I’m home! And the first thing I did when I got to Miami, other than run like mad for my next flight, was enjoy a large cup of soft serve yogurt (without worrying about the dairy source) and three fluff magazines (Us Weekly, Oprah, Real Simple. No more Us Weekly for me. I don‚Äôt care that Jessica Simpson got dumped by John Mayer. What a waste of my money.) Then I sat myself in front of Wolf Blitzer for a few moments of the CNN scroll before being herded on to the next air bus. Ms. USA, I know I bash you from time to time, but the truth is, I love you. Your customer service; your kindness toward providing me clean drinking water, from the tap, for free; your racial diversity; your religious diversity; your sexual equality that allows me to wear shorts without being a deviant. How I’ve missed thee, land that I love.
Bolivia, Peru and Ecuador are three countries smashed together geographically, like children in the back of a station wagon on family vacation who simply cannot wait to get out and tell you exactly how they are different from each other. When you study their faces, you see they are more alike than they’d like to admit. However, their interests and talents vary.
My favorite: Bolivia. Granted, I spent the most time in this country and I made true friendships with my coworkers, but I think any budget traveler just passing through would appreciate the country’s friendliness, cleanliness and ease of travel. I started my adventures with a volunteer surgical team from the US that was providing free surgeries to those in outlying regions. I got to sit in and help. The first stop was Entre Rios, a rural farming community four hours from Tarija, Bolivia, in the southern portion of the country. People in this area grow potatoes (said to be natively from Bolivia. They have more than 200 varieties in most major markets), corn, beans, peanuts and of course, the popular coca leaf.

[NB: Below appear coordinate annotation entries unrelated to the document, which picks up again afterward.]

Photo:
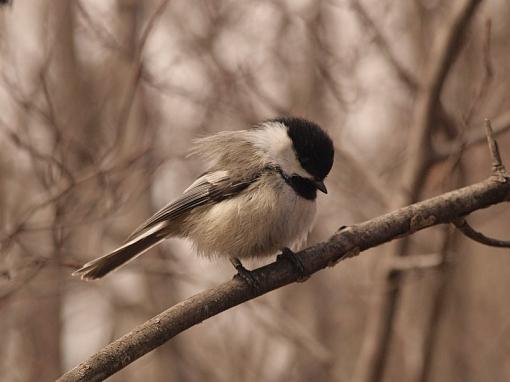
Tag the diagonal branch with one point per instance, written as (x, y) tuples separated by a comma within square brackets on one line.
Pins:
[(345, 243), (464, 227)]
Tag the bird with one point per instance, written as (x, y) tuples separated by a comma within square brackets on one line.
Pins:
[(258, 197)]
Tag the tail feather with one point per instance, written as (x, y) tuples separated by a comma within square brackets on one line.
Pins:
[(98, 268)]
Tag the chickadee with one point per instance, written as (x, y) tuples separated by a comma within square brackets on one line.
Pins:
[(257, 198)]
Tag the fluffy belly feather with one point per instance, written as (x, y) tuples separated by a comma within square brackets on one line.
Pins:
[(258, 222)]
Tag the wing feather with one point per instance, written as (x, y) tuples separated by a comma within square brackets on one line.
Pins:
[(210, 187)]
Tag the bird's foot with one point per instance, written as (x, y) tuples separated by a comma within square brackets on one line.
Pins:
[(289, 255), (247, 276)]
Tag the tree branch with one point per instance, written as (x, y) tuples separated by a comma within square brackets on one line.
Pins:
[(345, 243)]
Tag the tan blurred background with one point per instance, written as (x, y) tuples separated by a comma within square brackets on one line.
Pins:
[(99, 103)]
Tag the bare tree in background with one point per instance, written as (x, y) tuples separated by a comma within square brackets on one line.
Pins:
[(100, 103)]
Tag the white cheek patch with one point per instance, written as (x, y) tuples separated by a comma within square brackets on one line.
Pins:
[(273, 139)]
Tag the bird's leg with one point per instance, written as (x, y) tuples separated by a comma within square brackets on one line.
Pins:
[(289, 255), (245, 274)]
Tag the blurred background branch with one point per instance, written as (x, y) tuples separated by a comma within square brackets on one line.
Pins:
[(100, 101)]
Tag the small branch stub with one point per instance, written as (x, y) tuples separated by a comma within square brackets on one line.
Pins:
[(497, 163)]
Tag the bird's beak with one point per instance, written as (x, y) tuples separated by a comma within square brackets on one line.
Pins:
[(319, 184)]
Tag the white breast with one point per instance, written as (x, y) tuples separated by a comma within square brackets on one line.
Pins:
[(259, 222)]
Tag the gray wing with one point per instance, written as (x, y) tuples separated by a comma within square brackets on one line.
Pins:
[(210, 187)]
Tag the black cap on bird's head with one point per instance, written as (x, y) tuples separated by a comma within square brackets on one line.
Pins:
[(313, 147)]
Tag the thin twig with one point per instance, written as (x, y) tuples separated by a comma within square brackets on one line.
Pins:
[(497, 164)]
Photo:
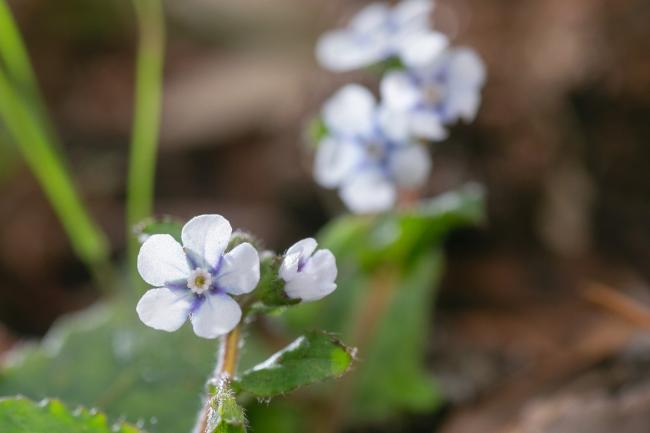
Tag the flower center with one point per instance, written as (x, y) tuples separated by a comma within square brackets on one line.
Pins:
[(376, 150), (432, 93), (199, 281)]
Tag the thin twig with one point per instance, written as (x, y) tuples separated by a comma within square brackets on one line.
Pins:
[(226, 367), (619, 303), (379, 296)]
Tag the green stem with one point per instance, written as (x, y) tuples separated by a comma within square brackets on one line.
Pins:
[(86, 237), (15, 59), (25, 117), (146, 121)]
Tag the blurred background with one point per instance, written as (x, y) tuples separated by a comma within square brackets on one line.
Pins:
[(542, 322)]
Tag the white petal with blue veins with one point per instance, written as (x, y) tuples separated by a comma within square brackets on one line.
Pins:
[(369, 191), (240, 270), (165, 309), (161, 259), (399, 91), (207, 236), (420, 49), (335, 160), (410, 165), (217, 315), (350, 111)]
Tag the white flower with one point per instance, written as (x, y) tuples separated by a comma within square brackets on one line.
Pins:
[(367, 154), (197, 279), (379, 32), (308, 275), (436, 94)]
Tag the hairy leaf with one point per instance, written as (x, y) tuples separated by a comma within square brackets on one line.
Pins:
[(312, 358), (104, 357)]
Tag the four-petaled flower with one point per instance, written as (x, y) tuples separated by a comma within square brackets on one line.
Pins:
[(308, 275), (379, 32), (367, 153), (197, 279), (436, 94)]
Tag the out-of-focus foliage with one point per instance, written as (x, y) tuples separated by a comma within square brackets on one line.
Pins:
[(309, 359), (104, 357), (227, 416), (20, 415)]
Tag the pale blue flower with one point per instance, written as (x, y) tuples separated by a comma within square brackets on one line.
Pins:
[(437, 94), (379, 32), (367, 154), (197, 279)]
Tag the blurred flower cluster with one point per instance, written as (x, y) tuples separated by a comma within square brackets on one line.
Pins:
[(370, 150)]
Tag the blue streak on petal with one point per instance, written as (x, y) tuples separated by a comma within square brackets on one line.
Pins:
[(196, 303)]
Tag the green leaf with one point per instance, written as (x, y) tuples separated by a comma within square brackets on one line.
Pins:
[(163, 225), (105, 357), (20, 415), (270, 290), (390, 322), (226, 415), (312, 358), (399, 237), (316, 130)]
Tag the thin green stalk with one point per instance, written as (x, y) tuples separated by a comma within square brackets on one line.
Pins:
[(30, 135), (14, 57), (146, 121)]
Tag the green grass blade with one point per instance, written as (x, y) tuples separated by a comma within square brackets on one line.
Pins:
[(146, 121)]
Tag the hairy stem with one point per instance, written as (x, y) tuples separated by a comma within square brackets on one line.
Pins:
[(23, 113), (225, 370), (146, 120)]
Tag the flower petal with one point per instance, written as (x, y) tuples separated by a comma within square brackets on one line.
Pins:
[(240, 271), (207, 236), (323, 265), (420, 49), (395, 124), (410, 165), (304, 247), (369, 191), (217, 315), (289, 266), (399, 91), (165, 309), (342, 50), (335, 160), (428, 125), (370, 18), (466, 68), (162, 259), (414, 14), (350, 111)]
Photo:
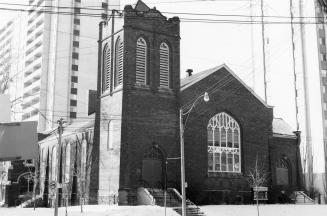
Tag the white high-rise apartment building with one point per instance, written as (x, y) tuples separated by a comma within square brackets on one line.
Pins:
[(60, 59), (12, 37)]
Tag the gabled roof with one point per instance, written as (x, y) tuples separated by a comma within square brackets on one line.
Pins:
[(141, 6), (282, 128), (190, 80)]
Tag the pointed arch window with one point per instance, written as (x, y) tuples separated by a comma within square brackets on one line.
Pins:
[(106, 82), (54, 163), (224, 144), (83, 159), (67, 163), (164, 65), (141, 61), (283, 171), (119, 58)]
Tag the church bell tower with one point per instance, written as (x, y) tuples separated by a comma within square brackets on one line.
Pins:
[(137, 117)]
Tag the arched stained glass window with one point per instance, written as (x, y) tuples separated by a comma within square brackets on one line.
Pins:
[(283, 171), (141, 61), (224, 149), (67, 168), (119, 58), (106, 68), (54, 163), (83, 159), (164, 65)]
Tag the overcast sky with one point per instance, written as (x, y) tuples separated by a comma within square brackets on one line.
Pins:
[(205, 45)]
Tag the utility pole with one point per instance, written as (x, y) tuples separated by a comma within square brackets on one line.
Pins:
[(263, 51), (252, 45), (60, 131), (181, 125)]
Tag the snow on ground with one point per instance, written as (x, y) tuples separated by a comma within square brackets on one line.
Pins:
[(265, 210), (91, 210), (213, 210)]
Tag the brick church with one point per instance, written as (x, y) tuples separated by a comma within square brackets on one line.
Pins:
[(131, 151), (137, 131)]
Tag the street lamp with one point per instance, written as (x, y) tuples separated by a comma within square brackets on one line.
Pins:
[(186, 113)]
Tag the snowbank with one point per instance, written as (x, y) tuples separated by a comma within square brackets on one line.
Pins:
[(91, 210), (265, 210)]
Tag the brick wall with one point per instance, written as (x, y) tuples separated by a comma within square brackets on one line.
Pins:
[(255, 120)]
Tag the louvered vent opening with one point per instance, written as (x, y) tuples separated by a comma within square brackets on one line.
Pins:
[(164, 65), (108, 69), (119, 62), (141, 59)]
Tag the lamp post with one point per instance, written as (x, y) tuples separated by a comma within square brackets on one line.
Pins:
[(181, 131)]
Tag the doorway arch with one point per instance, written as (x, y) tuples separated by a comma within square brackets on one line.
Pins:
[(152, 167)]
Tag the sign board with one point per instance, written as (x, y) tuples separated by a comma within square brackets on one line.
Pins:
[(5, 109), (260, 193), (18, 141)]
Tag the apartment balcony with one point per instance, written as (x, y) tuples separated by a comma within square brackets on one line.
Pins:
[(34, 42), (34, 65), (33, 76), (31, 84), (29, 95), (31, 116), (36, 18), (31, 104)]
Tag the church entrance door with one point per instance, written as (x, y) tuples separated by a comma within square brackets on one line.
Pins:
[(152, 172)]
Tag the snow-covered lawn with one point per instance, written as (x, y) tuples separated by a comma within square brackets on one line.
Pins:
[(218, 210), (95, 210), (265, 210)]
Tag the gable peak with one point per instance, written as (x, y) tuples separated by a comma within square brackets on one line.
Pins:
[(141, 6)]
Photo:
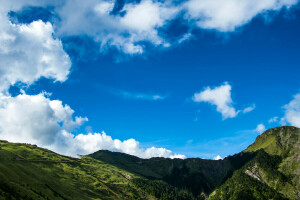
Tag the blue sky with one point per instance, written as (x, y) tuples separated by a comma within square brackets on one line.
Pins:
[(146, 92)]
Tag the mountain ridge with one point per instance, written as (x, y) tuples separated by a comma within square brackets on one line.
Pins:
[(268, 169)]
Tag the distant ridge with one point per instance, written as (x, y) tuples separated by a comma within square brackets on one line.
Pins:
[(268, 169)]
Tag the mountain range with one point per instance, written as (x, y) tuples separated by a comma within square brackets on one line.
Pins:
[(268, 169)]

It is always the children I fall in love with. They are curious, friendly and sweet. This little boy lived in a small thatch roof home off a dirt road between Tarija and Entre Rios, Bolivia. His father is a rock carver. While the people I was traveling with stopped to admire the father’s artistry, I passed out candy to his children.
Isn’t she beautiful? Her hat and wool shawl are typical clothing for indigenous women in Bolivia. She was at the hospital waiting to see if we could provide her with a hernia repair. We did. I have all my stories mixed up at this point, but most of the patients walked for more than 12 hours, in pain I cannot imagine, to seek out care.
The doctors at the hospital kept calling me “Doctorcita” and I didn’t correct them. It sounds nice and trying to explain “public health practitioner” in my native language is difficult enough. Here I am doing an initial interview with a couple seeking care. The woman had several hernias she needed repaired, including one from a c-section more than 20 years prior.
I enjoy finding and photographing the food markets when I travel. While the fruits and vegetables are typically the same regardless of where I visit — I chalk this up to proximity to the equator, ease of growth and globalization — the people are not. How great is this woman, with her long gray braids?
Several of the volunteer medical team, hanging out in front of the hospital. Do you see that little boy wedged between me and Patrick? He was filthy and kept coughing on me, but wouldn’t let me go. I wanted to give him a bath and put some vapo-rub on his chest. Alas, a peppermint was all I had to offer.
Thanks again for all of your support of my travels. I have had a wonderful month and am so happy to be home. I’ll be posting photos in bits for the next few weeks, including many happy shots of Polaroid Project and the Bolivian Bolsita project recipients. Off to catch up on all your blogs now!